Scholars at Risk virtual Speaker Series – Academic Freedom and Democracy in South Asia: Context, Trends and Challenges

Tuesday, May 04 2021 12:00 pm

Event Location Virtual
Co-sponsors International Office Bielefeld University of Applied Sciences
Contact iw@fh-bielefeld.de
In Event Types: Speaker Series

Digital International Week 2021 of Bielefeld University of Applied Sciences

Host: International Office Bielefeld University of Applied Sciences

Type of event: Information event with subsequent discussion

Date of event: Tuesday, 04.05.2021

Time of event: 12.00 – 13.30 (CEST, UTC+2)

Zoomlink of event: https://fh-bielefeld.zoom.us/j/92528640856

Historically, during the colonial and the immediate years of the post-colonial period, universities, faculties, students and graduates played a significant role in state making and democratic state building in South Asia.  The leader of the independence movement in India, Jawaharlal Nehru was a graduate of the Trinity College Cambridge. Pakistan’s founding father Muhammad Ali Jinnah was educated in England. In East Pakistan from 1952 onwards, the role of the university students in shaping its Independence movement for Bangladesh is widely recorded. Yet, in 2021, academic freedom and democracy in Pakistan, Bangladesh and India looks grim against the backdrop of rising authoritarianism, nationalism and religious radicalism.
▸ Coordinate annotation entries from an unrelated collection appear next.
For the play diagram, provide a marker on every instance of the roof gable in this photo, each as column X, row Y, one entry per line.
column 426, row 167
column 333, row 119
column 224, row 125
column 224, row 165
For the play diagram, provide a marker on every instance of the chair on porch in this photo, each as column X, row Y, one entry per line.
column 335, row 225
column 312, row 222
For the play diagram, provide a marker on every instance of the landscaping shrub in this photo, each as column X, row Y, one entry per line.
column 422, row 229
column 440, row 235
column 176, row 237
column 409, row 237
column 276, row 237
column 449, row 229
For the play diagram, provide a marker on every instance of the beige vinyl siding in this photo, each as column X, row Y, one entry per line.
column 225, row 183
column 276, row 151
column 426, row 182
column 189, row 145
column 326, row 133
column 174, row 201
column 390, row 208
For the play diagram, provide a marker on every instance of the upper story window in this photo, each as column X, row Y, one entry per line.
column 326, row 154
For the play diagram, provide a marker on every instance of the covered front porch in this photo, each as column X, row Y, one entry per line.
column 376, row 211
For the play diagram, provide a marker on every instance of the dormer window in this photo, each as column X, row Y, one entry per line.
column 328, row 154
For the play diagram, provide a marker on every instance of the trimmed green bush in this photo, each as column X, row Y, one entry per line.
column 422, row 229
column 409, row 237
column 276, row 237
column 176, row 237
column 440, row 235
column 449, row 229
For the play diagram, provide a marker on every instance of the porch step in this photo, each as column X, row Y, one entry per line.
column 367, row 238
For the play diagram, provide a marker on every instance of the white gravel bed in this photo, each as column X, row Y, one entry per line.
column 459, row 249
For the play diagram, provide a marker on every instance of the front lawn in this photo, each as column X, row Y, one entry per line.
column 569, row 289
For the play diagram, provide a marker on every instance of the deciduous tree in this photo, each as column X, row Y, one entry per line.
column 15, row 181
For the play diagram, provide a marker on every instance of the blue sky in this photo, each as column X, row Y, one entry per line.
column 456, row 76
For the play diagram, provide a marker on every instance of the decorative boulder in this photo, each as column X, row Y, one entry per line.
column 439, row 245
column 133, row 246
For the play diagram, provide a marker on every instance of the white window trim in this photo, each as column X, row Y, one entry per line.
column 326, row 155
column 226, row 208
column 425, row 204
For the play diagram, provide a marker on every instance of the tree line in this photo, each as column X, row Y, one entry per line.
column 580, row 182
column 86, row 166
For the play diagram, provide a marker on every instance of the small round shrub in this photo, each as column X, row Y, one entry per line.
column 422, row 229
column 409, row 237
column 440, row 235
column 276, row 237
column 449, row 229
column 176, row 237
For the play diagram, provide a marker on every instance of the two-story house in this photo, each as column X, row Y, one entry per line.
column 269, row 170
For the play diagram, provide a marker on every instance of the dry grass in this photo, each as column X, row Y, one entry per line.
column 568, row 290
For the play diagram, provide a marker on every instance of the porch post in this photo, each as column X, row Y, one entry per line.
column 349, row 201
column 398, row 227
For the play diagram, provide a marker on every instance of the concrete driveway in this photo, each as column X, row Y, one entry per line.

This lecture looks at the background, causes and developments with regard to the partly negative development of academic freedom in South Asia.

Dr. Mubashar Hasan is an adjunct researcher at the Humanitarian and Development Research Initiative, Western Sydney University, Australia. Previously, he was a research fellow at the Department of Culture Studies and Oriental Languages, University of Oslo, Norway. He is the author of the book Islam and Politics in Bangladesh: Followers of Ummah (Palgrave, 2020) and the leader editor of the book Radicalization in South Asia: Context, Trajectories, and Implications (Sage, 2019). He also serves in the advisory board of the RESOLVE Network at the United States Institute of Peace, Washington DC, USA and as a Research Member at the AVERT Research Network, Deakin University, Melbourne.